Zur nächsten (orthodoxen) Kirche hätte er es von seinem jakutischen Dörfchen rund 300 Kilometer, zur nächsten katholischen Niederlassung (nur mit dem Flugzeug zu erreichen) wären es über 1000. In seinem Dorf leben noch fünf ältere Leute, die katholisch sind und zu Hause beten. Eine der Frauen hat einen alten Katechismus gerettet, den sich Jakob in monatelanger angestrengter Arbeit abgeschrieben hat. Über 30 Schulhefte und 50 Kugelschreiberminen waren nötig.

Viele Fragen hatte sich Vetter Jakob vor seiner Reise schriftlich zurecht gelegt, auch im Namen der Gläubigen aus seinem Dorf. Nun legte er sie dem Bischof und anderen Priestern vor. Bereitwillig nahm er Korrekturen seiner Auffassungen und Gewohnheiten an. So hatte es immer wieder Streit mit seiner Frau gegeben, weil er die Aufforderung des Evangeliums sehr wörtlich nahm, alles den Armen zu geben. Außerdem hatte er in seiner Jugend Gott gelobt, reichlich Almosen zu geben, wenn es ihm einmal möglich sein wird, da er selbst in der Hungerzeit immer genug zu Essen bekam. Allerdings gab er "nur" die Hälfte weg, auch von den in Jakutien sehr kostbaren Kartoffeln. Er ließ sich belehren, dass es nicht klug sei, auf diese Weise Faulheit, Habgier oder Alkoholsucht mancher Menschen zu fördern. Woran er vorher gezweifelt hatte, nämlich dass auch der russische, orthodoxe Glaube wahrer christlicher Glaube ist, das ist für ihn nun klar.

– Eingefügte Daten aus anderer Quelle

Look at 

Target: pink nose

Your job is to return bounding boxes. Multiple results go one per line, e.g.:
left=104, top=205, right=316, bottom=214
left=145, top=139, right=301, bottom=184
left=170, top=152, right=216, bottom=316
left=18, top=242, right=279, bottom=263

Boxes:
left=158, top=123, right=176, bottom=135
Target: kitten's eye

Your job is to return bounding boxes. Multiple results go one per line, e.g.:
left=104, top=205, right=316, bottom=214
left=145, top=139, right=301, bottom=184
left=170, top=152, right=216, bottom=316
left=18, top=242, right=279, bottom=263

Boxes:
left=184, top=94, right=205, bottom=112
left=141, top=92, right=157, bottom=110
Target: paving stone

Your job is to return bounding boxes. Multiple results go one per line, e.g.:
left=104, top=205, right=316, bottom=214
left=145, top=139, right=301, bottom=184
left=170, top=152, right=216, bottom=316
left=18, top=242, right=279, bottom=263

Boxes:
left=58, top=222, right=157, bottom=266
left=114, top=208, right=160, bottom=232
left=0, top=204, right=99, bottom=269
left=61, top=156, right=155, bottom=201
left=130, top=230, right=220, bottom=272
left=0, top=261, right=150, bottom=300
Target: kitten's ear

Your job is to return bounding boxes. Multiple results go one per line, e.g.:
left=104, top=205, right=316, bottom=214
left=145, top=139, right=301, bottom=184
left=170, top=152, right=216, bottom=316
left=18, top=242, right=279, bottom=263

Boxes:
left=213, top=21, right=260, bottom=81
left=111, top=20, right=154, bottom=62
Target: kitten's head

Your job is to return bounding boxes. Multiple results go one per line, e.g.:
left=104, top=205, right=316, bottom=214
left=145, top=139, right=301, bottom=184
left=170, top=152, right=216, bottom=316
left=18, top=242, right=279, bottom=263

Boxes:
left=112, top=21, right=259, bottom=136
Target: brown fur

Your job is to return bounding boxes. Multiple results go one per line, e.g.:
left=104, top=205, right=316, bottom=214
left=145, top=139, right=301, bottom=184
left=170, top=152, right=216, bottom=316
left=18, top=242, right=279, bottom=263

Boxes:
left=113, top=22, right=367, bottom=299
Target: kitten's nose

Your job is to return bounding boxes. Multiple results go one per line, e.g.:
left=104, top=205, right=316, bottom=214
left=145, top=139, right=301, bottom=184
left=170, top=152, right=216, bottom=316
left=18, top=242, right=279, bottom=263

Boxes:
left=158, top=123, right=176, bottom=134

Solche Menschen wie Vetter Jakob gibt es nicht in Massen. Aber es ist gut, dass es sie gibt. In Russland kann man sie noch finden, allerdings in den letzten Jahren immer weniger. Eine neue Generation wächst heran. Besonders in den Städten kommen Menschen jeden Alters, die sich für den Glauben interessieren und sich zum Teil der Gemeinde anschließen. Es sind keine Massen. Für viele ist es wirklich ein Weg zu Gott, zwar oft mit Hindernissen, manchmal mit schwärmerischen oder auch materialistischen Vorstellungen verbunden. In die Kirchen, zu Gottesdiensten, zu Jugendtreffen und anderen kirchlichen Veranstaltungen kommen junge Menschen, die es sehr ernst nehmen mit dem Christentum.

In den letzten Monaten kommen immer häufiger "Exkursionen" in die katholischen Kirchen. Schüler oder Studenten werden im Rahmen des Faches "Weltkultur" mit Bussen zur Besichtigung von einem Gotteshaus zum anderen gefahren. Die Seelsorger sehen es als wichtige Aufgabe, ihnen gut vorbereitete Erklärungen zu geben. Für die meisten ist es der einzige und erste Kontakt mit der katholischen Kirche, für manche überhaupt mit einer Kirche oder einem Priester. Manchmal kommen die jungen Zuhörer allein oder zu zweit wieder.

Die Menschen der Generation von Jakob Deisling sterben aus. Aber derselbe Geist, der ihn bewegte, über Jahrzehnte ohne Verbindung mit der Kirche aus dem Glauben an Gott zu leben und schließlich die teure und weite Reise von Jakutien nach Nowosibirsk zu machen, erweckt auch unter den schwierigen Bedingungen des heutigen Russland Gottes Liebe in jungen und reifen Menschen.

Peter Danisch

Dieser Beitrag wurde veröffentlicht in Ausgabe 4 des 51. Jahrgangs (im Jahr 2001).